Des approbations plus nombreuses semblèrent donner raison à James Burbank. Sans doute, Texar crut que l'occasion était venue de changer ses batteries puisqu'elles ne portaient pas. Aussi, qu'on ne s'étonne pas s'il lança à James Burbank cette apostrophe inattendue:
«Eh bien, affranchissez donc vos esclaves, puisque vous êtes contre l'esclavage!
— Je le ferai! répondit James Burbank. Je le ferai, dès que le moment sera venu!
— Vraiment! Vous le ferez quand l'armée fédérale sera maîtresse de la Floride! répliqua Texar. Il vous faut les soldats de Sherman et les marins de Dupont pour que vous ayez le courage d'accorder vos actes avec vos idées! C'est prudent, mais c'est lâche!
— Lâche?… s'écria James Burbank, indigné, qui ne comprit pas que son adversaire lui tendait un piège.
— Oui! lâche! répéta Texar. Voyons! Osez donc enfin mettre vos opinions en pratique! C'est à croire, en vérité, que vous ne cherchez qu'une popularité facile pour plaire aux gens du Nord! Oui! Anti-esclavagiste en apparence, vous n'êtes, au fond et par intérêt, qu'un partisan du maintien de l'esclavage!»

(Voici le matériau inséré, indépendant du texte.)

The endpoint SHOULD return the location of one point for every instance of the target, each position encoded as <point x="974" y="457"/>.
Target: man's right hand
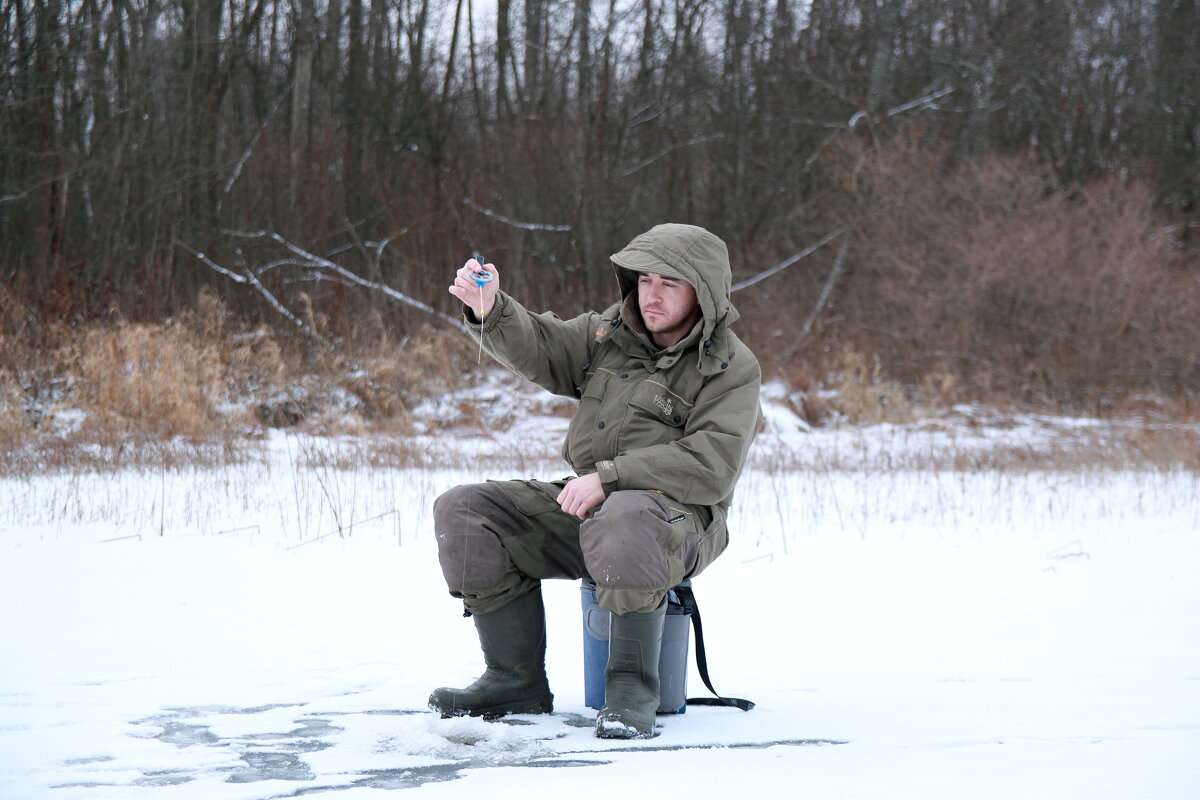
<point x="479" y="299"/>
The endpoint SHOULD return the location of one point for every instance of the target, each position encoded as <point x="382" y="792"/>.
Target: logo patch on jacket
<point x="665" y="404"/>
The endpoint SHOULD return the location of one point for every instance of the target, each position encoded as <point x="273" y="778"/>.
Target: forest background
<point x="220" y="215"/>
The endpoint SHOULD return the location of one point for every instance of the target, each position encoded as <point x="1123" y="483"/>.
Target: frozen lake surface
<point x="905" y="633"/>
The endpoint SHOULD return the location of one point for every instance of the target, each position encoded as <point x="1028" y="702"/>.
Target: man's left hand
<point x="581" y="494"/>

James Burbank s'était redressé sous cette injure. Il couvrait son accusateur d'un regard de mépris. C'était là plus qu'il n'en pouvait supporter. Un tel reproche d'hypocrisie se trouvait manifestement en désaccord avec toute son existence franche et loyale.
«Habitants de Jacksonville, s'écria-t-il de façon à être entendu de toute la foule, à partir de ce jour, je n'ai plus un esclave; à partir de ce jour, je proclame l'abolition de l'esclavage sur tout le domaine de Camdless-Bay!»